(b. ca. 1440, Seligenstadt, d. 1494, Bruges)
Christ at the Column1485-90
Oil on oak panel, 58,8 x 34,3 cm (with original frame)
Colección Mateu, Barcelona
Christ stands before the whipping-post, his hands crossed in front of him and tied with a cord that also passes around his waist. It is not clear whether this also binds him to the post. A rod made of twigs and a scourge with a broken handle lie on the tiled floor on both the left and right, where they have been left behind symmetrically and in a cross shape by his tormentors. Another rod has been thrown carelessly to the ground to his immediate left and rear, while to the right we see another broken scourge. Memling also inserted part of the latter's handle in the left foreground on top of the already painted floor. There are thus three examples of each instrument, which means that the flagellation presented here belongs to the type with three torturers, as in the scene in the Greverade triptych in Lübeck. Christ's mauve tunic has been thrown to the ground behind him. The background is kept dark. It is evident from the relief of this dark colour that a wide, moulded stone arch was originally painted here, located behind the pillar as a kind of rear porch of the dark torture-chamber. It is not clear whether this architectural motif has darkened so much that it can no longer be seen, or whether it was actually overpainted with the present dark ground by Memling himself. The form is comparable with that of the arch which surrounds the Man of Sorrows in Esztergom. The entire surface of Christ's body is covered with droplets of blood that well up from pointed wounds. He is wearing the Crown of Thorns.
Although the image might appear familiar, this representation is rare, if not unique. Christ is, indeed, depicted as a kind of Ecce Homo, but he is shown at the point before he is dressed in the imitation king's cloak, the cane is placed in his chained hands and he is exposed to the mockery of the mob. He is shown naked apart from a loin-cloth, after the Flagellation but nevertheless with the Crown of Thorns on his head. He is thus presented in a kind of compassionate conflation of the Flagellation and Ecce Homo themes: a Man of Sorrows with the arma Christi portrayed shortly before the Crucifixion. The slight asymmetry of the column, which stands a little to the left of centre, and of Christ's feet, which are located somewhat to the right of the centre line, creates a visual balance between the figure and the architecture on a floor pattern that is nonetheless perfectly symmetrical. Memling applied a similar procedure on several occasions.
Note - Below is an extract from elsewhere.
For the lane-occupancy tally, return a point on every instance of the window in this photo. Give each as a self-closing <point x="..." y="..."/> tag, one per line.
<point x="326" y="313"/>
The painting was not discovered until late (exhibition Bruges 1958). It is an autonomous devotional work which has survived all but intact in its original frame. Its attribution to Memling cannot be doubted. The slim, elongated figure is comparable stylistically with later works such as the Stuttgart Bathsheba, the Basel St Jerome and the Greverade triptych. The somewhat rigid modelling and the simplified, direct brushwork also point in that direction.